Monday, Jul. 14, 1997

DEFENSE

By MARK THOMPSON

Pentagon officials, it seems, could use some remedial mathematics instruction. The Pentagon's timetable for building a national missile shield to protect Americans against a handful of incoming enemy missiles keeps slipping. In each of the past three years, Defense officials have said they were six years away from operating a scaled-down, ground-based "Star Wars" system that could cost up to $10 billion.

Back in 1995, then Defense Secretary WILLIAM PERRY said building the shield would take three years of research and development and another three of construction.

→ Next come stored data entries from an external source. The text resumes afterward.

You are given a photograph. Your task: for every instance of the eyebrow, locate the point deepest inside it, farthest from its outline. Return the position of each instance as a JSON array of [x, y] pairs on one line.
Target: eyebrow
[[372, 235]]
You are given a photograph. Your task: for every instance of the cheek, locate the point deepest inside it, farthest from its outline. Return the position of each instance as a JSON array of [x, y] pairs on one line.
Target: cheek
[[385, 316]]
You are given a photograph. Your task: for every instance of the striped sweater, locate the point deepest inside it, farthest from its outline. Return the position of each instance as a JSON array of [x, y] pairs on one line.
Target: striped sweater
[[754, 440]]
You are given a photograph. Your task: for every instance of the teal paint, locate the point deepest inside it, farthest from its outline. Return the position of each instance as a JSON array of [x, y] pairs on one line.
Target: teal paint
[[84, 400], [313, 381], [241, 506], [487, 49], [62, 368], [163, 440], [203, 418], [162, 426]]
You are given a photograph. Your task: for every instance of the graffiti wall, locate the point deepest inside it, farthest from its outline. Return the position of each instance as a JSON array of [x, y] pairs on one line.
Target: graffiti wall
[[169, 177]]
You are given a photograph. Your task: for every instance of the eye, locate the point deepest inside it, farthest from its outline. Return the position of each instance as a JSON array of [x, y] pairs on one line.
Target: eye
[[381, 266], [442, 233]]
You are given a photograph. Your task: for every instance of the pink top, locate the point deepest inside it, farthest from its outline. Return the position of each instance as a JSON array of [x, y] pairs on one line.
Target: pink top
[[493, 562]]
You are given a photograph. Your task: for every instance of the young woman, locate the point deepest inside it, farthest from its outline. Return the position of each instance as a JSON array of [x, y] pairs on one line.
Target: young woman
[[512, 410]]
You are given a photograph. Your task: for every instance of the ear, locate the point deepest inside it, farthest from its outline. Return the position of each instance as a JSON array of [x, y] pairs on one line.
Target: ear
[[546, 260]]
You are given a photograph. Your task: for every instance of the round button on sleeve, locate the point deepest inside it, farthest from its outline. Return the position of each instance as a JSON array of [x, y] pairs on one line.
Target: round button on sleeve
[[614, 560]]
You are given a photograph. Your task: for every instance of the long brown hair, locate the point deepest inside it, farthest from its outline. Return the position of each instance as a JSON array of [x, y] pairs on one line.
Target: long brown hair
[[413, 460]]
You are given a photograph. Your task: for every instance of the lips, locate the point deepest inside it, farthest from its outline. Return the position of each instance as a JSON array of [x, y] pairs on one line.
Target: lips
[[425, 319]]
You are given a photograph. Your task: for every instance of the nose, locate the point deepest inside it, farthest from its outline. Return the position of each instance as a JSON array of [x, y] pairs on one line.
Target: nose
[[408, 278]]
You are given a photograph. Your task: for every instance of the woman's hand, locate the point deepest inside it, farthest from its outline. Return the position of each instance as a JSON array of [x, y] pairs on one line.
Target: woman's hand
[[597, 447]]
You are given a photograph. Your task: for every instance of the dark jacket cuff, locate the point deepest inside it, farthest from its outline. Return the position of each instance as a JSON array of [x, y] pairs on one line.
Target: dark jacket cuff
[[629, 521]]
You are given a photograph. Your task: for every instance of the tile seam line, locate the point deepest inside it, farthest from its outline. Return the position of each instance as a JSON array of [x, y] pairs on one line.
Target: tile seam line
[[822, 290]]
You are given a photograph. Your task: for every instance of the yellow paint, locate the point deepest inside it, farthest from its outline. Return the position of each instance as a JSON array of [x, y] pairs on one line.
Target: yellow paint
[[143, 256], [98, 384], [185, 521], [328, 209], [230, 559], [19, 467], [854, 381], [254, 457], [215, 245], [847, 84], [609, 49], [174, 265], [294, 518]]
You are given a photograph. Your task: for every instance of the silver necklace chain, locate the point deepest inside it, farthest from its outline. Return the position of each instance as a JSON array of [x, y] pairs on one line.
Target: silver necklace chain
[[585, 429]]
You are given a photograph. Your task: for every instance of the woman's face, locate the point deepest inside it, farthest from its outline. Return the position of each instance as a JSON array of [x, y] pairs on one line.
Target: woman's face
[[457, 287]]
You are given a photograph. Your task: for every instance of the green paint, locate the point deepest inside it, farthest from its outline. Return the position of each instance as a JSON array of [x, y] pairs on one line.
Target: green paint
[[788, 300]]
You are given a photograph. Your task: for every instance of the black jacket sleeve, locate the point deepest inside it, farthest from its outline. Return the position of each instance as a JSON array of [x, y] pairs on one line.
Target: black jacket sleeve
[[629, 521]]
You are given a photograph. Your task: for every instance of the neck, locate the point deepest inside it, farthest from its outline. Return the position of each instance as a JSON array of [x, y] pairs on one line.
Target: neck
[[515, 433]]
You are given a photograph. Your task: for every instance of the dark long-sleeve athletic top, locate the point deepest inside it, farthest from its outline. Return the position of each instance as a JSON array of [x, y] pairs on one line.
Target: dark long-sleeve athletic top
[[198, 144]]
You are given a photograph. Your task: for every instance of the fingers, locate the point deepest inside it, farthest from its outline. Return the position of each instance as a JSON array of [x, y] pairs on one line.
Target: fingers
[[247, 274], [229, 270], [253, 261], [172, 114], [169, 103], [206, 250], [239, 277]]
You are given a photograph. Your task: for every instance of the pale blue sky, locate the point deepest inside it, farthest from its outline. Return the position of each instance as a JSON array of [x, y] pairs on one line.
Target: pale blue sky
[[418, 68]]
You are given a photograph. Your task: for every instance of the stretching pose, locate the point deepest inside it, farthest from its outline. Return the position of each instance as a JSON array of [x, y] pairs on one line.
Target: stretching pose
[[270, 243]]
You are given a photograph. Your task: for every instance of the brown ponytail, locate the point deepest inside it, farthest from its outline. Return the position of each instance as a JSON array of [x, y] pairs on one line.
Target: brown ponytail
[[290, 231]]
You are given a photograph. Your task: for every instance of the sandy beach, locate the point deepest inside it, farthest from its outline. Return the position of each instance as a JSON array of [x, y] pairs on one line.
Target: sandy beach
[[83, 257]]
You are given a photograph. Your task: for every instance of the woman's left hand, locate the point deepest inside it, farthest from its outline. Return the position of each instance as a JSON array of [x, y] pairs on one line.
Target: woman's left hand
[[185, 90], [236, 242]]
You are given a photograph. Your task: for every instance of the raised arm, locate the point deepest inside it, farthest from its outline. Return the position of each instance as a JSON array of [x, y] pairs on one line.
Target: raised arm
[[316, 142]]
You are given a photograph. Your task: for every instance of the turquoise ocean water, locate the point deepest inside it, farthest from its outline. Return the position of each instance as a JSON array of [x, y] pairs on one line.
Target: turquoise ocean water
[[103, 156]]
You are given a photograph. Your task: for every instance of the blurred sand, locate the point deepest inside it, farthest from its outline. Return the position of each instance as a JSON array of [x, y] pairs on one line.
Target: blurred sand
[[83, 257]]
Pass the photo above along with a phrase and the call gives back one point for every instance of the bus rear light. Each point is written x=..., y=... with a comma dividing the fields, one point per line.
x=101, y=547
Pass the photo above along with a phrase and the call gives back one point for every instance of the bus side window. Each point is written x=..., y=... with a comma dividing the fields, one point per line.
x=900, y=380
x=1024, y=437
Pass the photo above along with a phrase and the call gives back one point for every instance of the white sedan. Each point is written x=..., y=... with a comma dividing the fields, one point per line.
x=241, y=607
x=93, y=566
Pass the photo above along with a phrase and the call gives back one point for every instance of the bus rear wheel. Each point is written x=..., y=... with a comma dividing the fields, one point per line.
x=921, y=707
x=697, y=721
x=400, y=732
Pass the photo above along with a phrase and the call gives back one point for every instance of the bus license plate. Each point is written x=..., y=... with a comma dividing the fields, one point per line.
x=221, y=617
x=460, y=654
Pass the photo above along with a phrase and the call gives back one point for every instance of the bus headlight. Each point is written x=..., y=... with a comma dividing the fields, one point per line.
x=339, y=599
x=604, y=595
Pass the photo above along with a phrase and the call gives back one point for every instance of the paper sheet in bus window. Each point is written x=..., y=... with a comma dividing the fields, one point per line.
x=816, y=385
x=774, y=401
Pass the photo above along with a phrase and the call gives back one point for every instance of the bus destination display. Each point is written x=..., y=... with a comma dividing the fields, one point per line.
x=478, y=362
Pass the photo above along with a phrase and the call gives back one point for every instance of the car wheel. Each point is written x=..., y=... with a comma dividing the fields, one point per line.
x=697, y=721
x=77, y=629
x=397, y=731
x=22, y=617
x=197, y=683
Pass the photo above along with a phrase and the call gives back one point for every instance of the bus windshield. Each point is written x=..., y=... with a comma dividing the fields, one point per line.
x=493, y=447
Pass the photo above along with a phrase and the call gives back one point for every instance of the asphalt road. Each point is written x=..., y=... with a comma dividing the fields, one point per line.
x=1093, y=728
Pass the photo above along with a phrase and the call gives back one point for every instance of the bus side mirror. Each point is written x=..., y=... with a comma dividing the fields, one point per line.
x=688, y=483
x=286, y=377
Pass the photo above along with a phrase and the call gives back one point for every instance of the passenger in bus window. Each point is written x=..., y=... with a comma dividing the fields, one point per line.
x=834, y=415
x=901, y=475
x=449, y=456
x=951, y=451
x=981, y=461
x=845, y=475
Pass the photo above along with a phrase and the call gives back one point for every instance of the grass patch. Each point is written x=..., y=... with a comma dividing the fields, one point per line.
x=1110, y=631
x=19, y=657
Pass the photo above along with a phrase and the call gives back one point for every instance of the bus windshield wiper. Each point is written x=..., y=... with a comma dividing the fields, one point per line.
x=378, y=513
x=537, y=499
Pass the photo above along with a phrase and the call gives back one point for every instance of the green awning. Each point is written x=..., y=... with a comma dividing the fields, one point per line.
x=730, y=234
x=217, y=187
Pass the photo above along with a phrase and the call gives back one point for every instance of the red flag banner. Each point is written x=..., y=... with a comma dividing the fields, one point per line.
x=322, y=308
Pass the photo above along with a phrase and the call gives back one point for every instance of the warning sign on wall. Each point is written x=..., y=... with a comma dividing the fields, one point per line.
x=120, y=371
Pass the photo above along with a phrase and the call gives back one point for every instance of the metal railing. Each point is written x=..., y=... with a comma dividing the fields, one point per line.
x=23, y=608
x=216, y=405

The shield, he vowed, "will be ready for production in three years and, if the decision is made, could be ready for deployment three years after that." Summing up, he added, "So we are about...six years away from deployment of national missile-defense systems." After a year, Perry said the U.S. was still six years away from a national missile umbrella. "Our plan is to complete the development of a national missile-defense system over the next three years," he said. "At that time, if such a threat is emerging, we would be ready to deploy this defense system in another three years."

Last week an Army general said--you guessed it--the same thing. "Our first opportunity to make a decision to deploy is in the year 2000," said Army Brigadier General JOSEPH COSUMANO, head of the Pentagon's national missile-defense program. It will take another three years, he added, to actually build it. The Pentagon will have what Cosumano called "a rolling three-year deployment capability" to delay deployment into the future. That adds up to--well, who's counting?